La Confederazione unitaria di base denuncia un presunto caso di discriminazione: una peruviana, una ausiliare per anziani, è andata in Perù per adottare i nipoti, ma al suo ritorno ha perso il posto di lavoro. Residenze Anni Azzurri ha acquisito le strutture Il Melograno a Cassina de’ Pecchi e la San Rocco a Segrate, nel milanese. L’ immigrata, che era in servizio in una di due cooperative di servizi dei centri a cui non è stato rinnovato l’appalto, Età Insieme (l’altra è la Csr), non è stata riassorbita.

Alla posizione del sindacato di base la società ha subito risposto: ”Non abbiamo licenziato nessuno, ma terminato un contratto di appalto e assunto gran parte dei dipendenti. Riassorbiremo al più presto anche lei”. Controreplica sindacale: ”Vigileremo”.

La storia vede come protagonista Julia Garcia, 49 anni, da 19 in Italia e da 5 è operatrice ausiliare per anziani, a tempo indeterminato, alla Rsa San Rocco, per mille euro netti al mese.

Nel 2009 le muore la parente e lei deve occuparsi di due bimbi: un maschio di 3 anni e una femmina di 2. Come prevede la legge va a Lima, dove è nata, per le pratiche. E’ in aspettativa non retribuita, lo scorso giugno, per le procedure giuridiche.

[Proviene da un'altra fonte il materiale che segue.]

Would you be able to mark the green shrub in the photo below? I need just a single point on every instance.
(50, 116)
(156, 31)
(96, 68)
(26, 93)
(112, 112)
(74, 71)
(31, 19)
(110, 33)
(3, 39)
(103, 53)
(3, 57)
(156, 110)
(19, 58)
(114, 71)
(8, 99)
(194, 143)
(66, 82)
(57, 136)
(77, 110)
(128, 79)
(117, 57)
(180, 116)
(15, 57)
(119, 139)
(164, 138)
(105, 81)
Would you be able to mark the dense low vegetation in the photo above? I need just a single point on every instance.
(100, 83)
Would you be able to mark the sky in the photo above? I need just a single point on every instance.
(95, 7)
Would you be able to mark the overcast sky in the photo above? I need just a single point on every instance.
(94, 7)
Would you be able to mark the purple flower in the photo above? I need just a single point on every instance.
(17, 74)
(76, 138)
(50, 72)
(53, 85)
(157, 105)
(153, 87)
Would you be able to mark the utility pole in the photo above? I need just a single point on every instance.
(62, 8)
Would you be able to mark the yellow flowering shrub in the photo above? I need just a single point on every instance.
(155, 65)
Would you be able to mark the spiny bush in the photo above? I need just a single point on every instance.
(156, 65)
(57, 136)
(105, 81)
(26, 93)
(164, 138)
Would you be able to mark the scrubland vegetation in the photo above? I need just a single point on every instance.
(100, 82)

Verso marzo Anni Azzurri compra le residenze e assume – dati dell’azienda – 131 dei 141 dipendenti, una decina a tempo determinato. ”Un dato che ci vede favorevolissimi – commenta Walter Gelli, segretario nazionale della Cub Sanità – ma purtroppo la signora Garcia e un’altra decina di dipendenti non sono stati assorbiti temiamo per le condizioni in cui versano e adombriamo una discriminazione di genere. Vogliamo che tutti vengano presi”.

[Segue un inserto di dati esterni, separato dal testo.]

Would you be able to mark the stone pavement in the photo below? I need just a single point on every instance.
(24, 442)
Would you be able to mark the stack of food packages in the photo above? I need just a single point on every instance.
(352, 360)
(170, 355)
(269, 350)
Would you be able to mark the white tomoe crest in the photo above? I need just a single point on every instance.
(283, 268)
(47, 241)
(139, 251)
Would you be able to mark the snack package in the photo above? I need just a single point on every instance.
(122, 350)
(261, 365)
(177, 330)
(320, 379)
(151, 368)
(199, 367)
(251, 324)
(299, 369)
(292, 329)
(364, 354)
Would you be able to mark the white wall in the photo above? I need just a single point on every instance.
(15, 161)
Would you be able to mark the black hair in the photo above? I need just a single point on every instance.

”Non conoscevamo la situazione della signora Garcia e appena potremo l’assumeremo a tempo indeterminato – ha spiegato la società -. L’altra decina di lavoratori sarà assorbita progressivamente in funzione delle qualifiche professionali e delle necessita”’. La Cub ”rivendica il diritto al passaggio diretto in occasione del cambio di gestione”.